Lapshin slams his 7 months incarceration in solitary confinement as a violation of international law.
He says that Azerbaijan accused him in the illegal trespassing into Karabakh and violating the territorial integrity of Azerbaijan. Lapshin says there is no other way to enter Karabakh since the border between Azerbaijan and Karabakh is closed since 1993. He was also charged for using different terms while referring to the territory – Azerbaijani Karabakh, and Artsakh.
“Azerbaijan, which is demanding this territory, is forgetting that 150,000 Armenians are living there, who use their native language. Azerbaijan is also criminalizing the use of traditional geographic location names”, he says.
“I never talked about the conflict, it is of no interest to me whatsoever. Even the kangaroo court of Baku eventually admitted that I have never made any calls for violating Azerbaijan’s territorial integrity”, he said.

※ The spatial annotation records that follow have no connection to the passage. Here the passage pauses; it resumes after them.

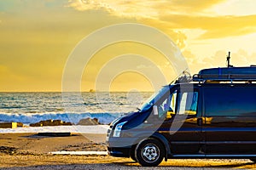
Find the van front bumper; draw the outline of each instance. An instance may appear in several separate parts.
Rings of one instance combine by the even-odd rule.
[[[130,157],[131,147],[137,144],[137,138],[107,138],[108,155],[116,157]]]

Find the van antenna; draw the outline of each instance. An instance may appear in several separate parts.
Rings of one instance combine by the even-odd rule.
[[[227,55],[227,62],[228,62],[228,68],[233,67],[232,65],[230,65],[230,52],[229,51],[229,55]]]

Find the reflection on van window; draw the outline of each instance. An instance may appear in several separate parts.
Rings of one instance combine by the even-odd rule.
[[[204,94],[207,116],[256,116],[256,91],[252,88],[208,88]]]
[[[198,92],[186,92],[178,94],[177,112],[179,115],[196,115]]]

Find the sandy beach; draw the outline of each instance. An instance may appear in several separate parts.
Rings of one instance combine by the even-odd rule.
[[[73,133],[68,137],[38,136],[37,133],[0,133],[1,169],[152,169],[142,167],[130,158],[109,156],[53,155],[49,152],[104,151],[106,134]],[[168,160],[155,169],[256,168],[242,160]]]

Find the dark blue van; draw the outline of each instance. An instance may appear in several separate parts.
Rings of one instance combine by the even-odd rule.
[[[110,156],[142,166],[165,158],[256,162],[256,67],[201,70],[164,86],[139,111],[113,121]]]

Lapshin also mentioned about anti-Semitic hints during his trial proceedings. He says that all trials began at key dates for the Holocaust. He mentioned June 22, 2017 – the day when 66 years ago Nazi Germany attacked the USSR and began massacring Soviet Jews, June 30, 2017 – on this day in 1941 the massacres of Jews in Ukraine’s Lviv began. Lapshin’s parents are from this city. The third trial took place July 4, 1941 – the day when Latvia’s Jews were forcibly deported to a concentration camp and subsequently murdered.
“On September 10, 2017 – my mother’s birthday, I was cruelly attacked in my prison cell. Four masked men stormed into my cell and began beating me, choking me, and when I was already unconscious they tied a rope around my neck to hang me in the toilet. Then I was transferred to the central hospital of Baku, where doctors documented that I was close to suffering clinical death. My ribs and teeth were broken, my entire body was in bruises”, he said, adding that he had brain hemorrhage.
“Azerbaijani authorities hurried to announce that I attempted to kill myself, and that is why President Aliyev decided to “pardon me”. After three days of coma in a Baku hospital I was deported to Israel”, he said. Based on medical expertise in Tel Aviv, a lawsuit was filed against Azerbaijan in the ECHR under attempted murder charges.
In the end of the article, Lapshin lists several important facts about Azerbaijan among them the country’s involvement in numerous global scandals, ranging from the Panama Papers to the Laundromat scandal, which uncovered the corruption mechanism of the country’s ruling elite.
The Azeri government doesn’t hesitate to carry out extrajudicial kidnappings, for example the abduction of reporter Afghan Mukhtarli.
There are credible grounds to allege that the Azerbaijani government is behind the murder of Maltese journalist Daphne Caruana Galizia – who uncovered the role of Malta and its banks in Baku’s money laundering.